When the Sensory Overload's Just Right 👌

It might sound a bit contradictory, but I fucking love loud noise. Blasting music in headphones? Great. Festivals, gigs, raves, standing next to the speaker stacks, sounds so loud your eyeballs vibrate - those things give me energy. Coupled with dark, crowded environments full of bright, flashing and strobing lights and lots of movement. You'd think that would be a nightmare for sensory overload - but it's like the complete opposite. It's like the music and the lights are so overpowering to the senses that any distractions from them are completely overpowered, leaving oneself free to completely get lost in the experience. I can totally go into a state of flow in those environments.

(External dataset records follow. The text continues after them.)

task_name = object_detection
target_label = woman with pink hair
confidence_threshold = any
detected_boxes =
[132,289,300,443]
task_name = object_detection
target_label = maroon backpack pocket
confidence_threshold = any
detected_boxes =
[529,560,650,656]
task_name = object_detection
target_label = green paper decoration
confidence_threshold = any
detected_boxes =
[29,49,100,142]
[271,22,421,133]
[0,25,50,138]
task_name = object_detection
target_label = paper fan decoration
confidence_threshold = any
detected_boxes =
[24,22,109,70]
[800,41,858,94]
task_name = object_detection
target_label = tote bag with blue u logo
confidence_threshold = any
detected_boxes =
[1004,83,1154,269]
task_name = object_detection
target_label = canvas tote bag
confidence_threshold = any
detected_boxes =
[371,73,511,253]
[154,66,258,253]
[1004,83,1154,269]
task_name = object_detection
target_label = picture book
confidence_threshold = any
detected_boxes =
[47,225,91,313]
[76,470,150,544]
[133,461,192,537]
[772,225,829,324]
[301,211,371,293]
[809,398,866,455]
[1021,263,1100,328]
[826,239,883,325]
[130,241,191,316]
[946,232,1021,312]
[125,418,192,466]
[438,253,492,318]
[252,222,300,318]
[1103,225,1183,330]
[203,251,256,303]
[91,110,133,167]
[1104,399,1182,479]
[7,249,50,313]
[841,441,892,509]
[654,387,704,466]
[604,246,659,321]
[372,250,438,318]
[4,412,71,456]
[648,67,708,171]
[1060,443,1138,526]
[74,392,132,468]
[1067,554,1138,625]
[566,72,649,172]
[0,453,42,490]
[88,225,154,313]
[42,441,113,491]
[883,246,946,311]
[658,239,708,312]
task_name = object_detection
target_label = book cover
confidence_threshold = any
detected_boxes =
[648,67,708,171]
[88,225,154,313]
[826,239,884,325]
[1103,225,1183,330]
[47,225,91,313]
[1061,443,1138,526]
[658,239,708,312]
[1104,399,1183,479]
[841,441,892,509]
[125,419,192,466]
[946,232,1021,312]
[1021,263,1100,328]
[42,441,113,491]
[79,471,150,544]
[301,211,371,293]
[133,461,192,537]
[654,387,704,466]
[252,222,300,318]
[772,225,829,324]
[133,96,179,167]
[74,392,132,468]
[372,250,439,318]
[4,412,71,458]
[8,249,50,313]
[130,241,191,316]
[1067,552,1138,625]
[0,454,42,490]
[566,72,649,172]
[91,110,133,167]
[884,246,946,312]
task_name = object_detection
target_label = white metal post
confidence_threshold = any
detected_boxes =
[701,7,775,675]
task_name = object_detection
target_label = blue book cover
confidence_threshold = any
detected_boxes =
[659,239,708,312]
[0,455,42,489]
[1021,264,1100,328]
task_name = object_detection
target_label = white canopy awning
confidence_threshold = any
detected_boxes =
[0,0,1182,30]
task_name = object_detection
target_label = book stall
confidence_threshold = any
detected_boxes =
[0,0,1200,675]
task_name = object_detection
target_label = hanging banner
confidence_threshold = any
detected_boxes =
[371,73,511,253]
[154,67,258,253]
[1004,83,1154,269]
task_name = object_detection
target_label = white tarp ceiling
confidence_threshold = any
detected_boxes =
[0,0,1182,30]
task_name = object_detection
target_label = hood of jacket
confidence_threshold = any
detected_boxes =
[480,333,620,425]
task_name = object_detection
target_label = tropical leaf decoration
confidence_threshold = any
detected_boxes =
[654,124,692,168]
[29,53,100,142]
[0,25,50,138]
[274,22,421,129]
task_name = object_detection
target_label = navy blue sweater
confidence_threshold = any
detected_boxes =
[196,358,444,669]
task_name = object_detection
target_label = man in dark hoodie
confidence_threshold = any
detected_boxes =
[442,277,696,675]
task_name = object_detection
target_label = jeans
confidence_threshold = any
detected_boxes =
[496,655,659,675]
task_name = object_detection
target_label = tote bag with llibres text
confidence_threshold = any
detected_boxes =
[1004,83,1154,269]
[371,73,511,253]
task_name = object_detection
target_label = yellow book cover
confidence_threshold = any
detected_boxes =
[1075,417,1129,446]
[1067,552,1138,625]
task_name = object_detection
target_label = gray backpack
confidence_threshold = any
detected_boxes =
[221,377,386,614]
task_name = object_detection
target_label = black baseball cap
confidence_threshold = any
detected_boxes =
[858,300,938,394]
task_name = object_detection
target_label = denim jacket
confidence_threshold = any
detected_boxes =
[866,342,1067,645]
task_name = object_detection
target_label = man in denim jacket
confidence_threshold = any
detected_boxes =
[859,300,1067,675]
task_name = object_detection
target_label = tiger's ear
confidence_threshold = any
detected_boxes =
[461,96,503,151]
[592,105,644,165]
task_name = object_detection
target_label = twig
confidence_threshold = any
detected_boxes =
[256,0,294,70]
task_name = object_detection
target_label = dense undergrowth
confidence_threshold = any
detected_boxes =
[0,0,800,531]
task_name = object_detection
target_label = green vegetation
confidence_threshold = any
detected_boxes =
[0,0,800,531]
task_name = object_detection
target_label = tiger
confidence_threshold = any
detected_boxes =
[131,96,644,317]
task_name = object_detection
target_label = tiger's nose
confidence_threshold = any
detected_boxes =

It's like a warm bath or a comforting hug for the senses.

Loud music in headphones, I think a lot of people can appreciate is a great concentration aid - so I'm definitely not saying that this is a strictly neurodivergent thing; I just wanted to point out yet another curious paradox of the brain here.


I've also always been aware of a very faint high pitched ringing that feels internal. It's like... the subtle hiss of air, or the sound of my brain working. Maybe it's the sound of blood pumping close to my ears. It certainly hasn't come from hearing damage. It may well be the auditory counterpart to the visual snow.

The other senses

For me, vision and hearing are the senses that I predominantly notice the most issues with, namely because they're what get used the most. That's not to say that this is an exhaustive list. The other senses can be just as distracting - oh god I can feel my cuticles again. I am too aware of having skin right now. My pulse is keeping me awake. (With the latter - BP and HR unremarkable. Literally can be at 60bpm resting heart rate and 120/70 blood pressure, still gonna notice my heartbeat. Does anyone else get this when trying to fall asleep?). Then there's stuff like clothes tags, faint scents, the things my internal organs are busy doing. "I need to get comfy in order to read" translates to "Can't read this book while my intestines are busy."

Spinning Plates

Imagine you've just started learning to drive - the way you handle the car requires a lot of conscious thought, perhaps it feels quite overwhelming and you feel pretty mentally tired by the end of your lesson. You make a lot of mistakes, the car judders and movements are clumsy. There's just so much to keep track of, which experienced drivers are able to do subconsciously; their brains now treating the car as an extension of their bodies.

That's kinda how I feel with social situations, sometimes. With the cacophony of sensory things going on, on top of parallel streams of inner thoughts - it's no wonder I feel myself coming across as quite clumsy and awkward. There's so much to keep track of sometimes. It's like I have to do a lot more things consciously that other people can do automatically, all the while having to make the conscious decision to ignore sensory stimuli that normally people just filter out when higher priority things are happening. There's barely enough mental bandwidth left over to keep track of conversations, let alone take an active part in them!

Sometimes, it feels like trying to keep a whole bunch of spinning plates up in the fair. If I divert my attention to replying to something someone's said, I may very well lose track of what my hands are doing and fling red wine over their wall, or lose my balance and smother their sofa in chocolate cake, or for some reason now my thumbs are bleeding??????

It's annoying, and it's knackering, but c'est la vie. I'm starting to learn how to make things easier for myself, and it gets easier as I get older. Part of that process is just explaining all of this to other people, and learning that it's okay to ask for accommodations.